Jason Price: Ongoing employee training. If you took employees out of the equation, right, 99.9% of the time you’re going to run safe. The minute you add the people element, that’s when things go haywire. So make sure that we’re training, training, training. I like how you said that your company, they do the training for emails of that nature. So you aware to know what to look for right. That’s important. You spend the time with your people. You go with these types of things, and then you reduce the amount of risk that you have. Hazard management I use a password manager. I recommend it for other people as well. I also use the password manager that comes with like Apple. Excuse me, is is pretty secure and I have not had a problem with it thus far.
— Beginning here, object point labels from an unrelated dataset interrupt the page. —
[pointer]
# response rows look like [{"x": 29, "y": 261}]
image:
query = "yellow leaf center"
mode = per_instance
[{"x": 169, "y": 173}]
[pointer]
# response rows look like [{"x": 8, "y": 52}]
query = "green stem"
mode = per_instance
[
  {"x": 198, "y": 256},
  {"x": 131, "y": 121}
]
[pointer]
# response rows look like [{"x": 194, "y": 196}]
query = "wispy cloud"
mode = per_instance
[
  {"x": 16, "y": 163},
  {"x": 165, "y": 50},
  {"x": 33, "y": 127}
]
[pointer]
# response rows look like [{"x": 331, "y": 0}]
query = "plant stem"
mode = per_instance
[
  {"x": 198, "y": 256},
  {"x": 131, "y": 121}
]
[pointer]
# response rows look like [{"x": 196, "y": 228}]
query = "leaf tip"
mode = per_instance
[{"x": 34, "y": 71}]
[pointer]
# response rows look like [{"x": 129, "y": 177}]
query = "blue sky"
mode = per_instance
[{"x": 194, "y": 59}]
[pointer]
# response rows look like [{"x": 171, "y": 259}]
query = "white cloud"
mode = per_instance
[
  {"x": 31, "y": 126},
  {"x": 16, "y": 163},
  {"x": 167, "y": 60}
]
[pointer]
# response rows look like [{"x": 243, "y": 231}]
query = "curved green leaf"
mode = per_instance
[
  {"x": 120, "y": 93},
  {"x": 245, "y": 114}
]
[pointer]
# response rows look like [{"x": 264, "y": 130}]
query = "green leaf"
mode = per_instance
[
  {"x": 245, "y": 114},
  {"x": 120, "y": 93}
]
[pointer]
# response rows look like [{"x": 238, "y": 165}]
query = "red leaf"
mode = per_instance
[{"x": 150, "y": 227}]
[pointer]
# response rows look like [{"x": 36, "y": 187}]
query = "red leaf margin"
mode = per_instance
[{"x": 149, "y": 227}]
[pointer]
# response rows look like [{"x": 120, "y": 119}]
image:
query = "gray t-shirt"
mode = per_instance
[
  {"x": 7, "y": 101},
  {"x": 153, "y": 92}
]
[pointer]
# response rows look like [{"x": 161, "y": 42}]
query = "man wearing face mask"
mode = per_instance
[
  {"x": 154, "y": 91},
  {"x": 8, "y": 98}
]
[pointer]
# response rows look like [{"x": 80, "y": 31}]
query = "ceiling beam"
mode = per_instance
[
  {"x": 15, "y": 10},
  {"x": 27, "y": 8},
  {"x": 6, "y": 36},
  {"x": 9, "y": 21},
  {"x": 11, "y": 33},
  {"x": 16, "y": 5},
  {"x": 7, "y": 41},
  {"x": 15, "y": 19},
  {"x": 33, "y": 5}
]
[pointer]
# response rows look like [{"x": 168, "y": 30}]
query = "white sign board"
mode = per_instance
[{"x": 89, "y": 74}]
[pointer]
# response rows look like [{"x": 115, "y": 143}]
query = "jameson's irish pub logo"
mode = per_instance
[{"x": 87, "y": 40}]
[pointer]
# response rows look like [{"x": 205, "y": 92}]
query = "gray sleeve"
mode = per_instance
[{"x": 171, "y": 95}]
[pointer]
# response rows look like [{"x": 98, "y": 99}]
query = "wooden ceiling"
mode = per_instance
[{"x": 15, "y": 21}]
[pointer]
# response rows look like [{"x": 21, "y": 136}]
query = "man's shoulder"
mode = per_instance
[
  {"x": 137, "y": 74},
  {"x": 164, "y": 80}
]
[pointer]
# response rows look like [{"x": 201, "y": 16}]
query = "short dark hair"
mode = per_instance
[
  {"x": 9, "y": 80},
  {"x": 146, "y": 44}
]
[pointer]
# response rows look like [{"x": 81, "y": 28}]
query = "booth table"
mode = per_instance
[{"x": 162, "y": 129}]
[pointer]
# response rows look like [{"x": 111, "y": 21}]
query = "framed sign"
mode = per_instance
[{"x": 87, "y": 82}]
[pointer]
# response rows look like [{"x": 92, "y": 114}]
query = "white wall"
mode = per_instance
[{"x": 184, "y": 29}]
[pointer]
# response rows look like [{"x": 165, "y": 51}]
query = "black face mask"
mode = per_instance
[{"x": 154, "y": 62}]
Use multi-factor authentication. Right? That right there is key. Once again, it is very annoying, but it is very, very powerful. Make sure that it’s an app based MFA as opposed to like an SMS based MFA. The SMS ones or the ones that come through as like a text?


Speaker3: Yes, those.


Jason Price: Can be spoofed easily. The ones that are app based? Not so much.


Speaker6: So how do you how do you mean? One comes in a text and the other one.
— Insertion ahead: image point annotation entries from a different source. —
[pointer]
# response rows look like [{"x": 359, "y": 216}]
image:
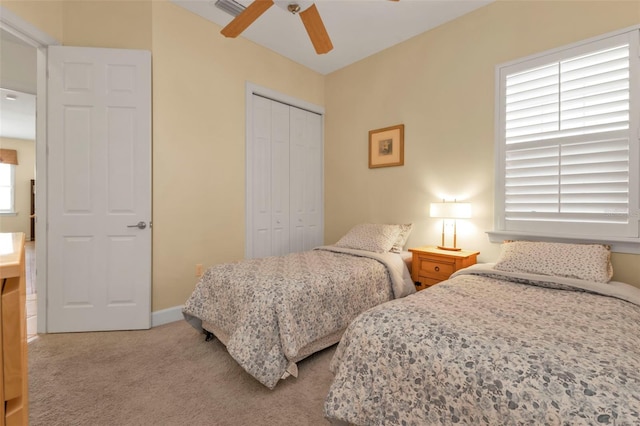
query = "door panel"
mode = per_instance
[
  {"x": 284, "y": 179},
  {"x": 99, "y": 174},
  {"x": 306, "y": 179}
]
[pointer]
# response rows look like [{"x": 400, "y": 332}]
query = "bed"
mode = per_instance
[
  {"x": 272, "y": 312},
  {"x": 539, "y": 337}
]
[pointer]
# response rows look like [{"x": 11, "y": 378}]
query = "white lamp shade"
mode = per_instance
[{"x": 450, "y": 210}]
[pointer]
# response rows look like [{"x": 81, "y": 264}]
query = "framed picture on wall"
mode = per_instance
[{"x": 386, "y": 147}]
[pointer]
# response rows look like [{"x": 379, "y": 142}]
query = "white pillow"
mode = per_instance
[
  {"x": 591, "y": 262},
  {"x": 401, "y": 241},
  {"x": 373, "y": 237}
]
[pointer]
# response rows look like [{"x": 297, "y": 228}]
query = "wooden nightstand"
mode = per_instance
[{"x": 430, "y": 265}]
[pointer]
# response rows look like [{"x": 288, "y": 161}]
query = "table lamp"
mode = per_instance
[{"x": 450, "y": 211}]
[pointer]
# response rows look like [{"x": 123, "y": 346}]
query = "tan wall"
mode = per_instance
[
  {"x": 440, "y": 84},
  {"x": 24, "y": 172},
  {"x": 46, "y": 15},
  {"x": 199, "y": 82}
]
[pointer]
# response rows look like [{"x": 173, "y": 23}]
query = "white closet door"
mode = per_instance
[
  {"x": 279, "y": 179},
  {"x": 306, "y": 180},
  {"x": 284, "y": 179},
  {"x": 259, "y": 178}
]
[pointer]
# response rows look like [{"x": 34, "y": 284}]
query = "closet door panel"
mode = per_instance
[
  {"x": 279, "y": 179},
  {"x": 306, "y": 179},
  {"x": 260, "y": 181}
]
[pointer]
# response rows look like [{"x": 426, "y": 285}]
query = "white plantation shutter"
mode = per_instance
[{"x": 568, "y": 141}]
Jason Price: So one comes in like a like a text format. The other one would be like through an app like like octa.


Speaker3: Or dual.


Jason Price: Duo. Okay. Who do you who do you guys usually typically use?


Roland Parker: You can use the Microsoft Microsoft one okay. But if you’re just getting it text, it’s not going to be as secure. Because also with that you can have your biometrics. You scan them with your thumbprint, then you get in. Then you generate a code that changes all the time. But the text coming in, it gets through. It’s it’s a lot they’re finding to to which is just the text is what they used to use. But even Microsoft now is saying on all Microsoft has 365, they’re probably going to force people to go multi-factor authentication, which is by using that two emails.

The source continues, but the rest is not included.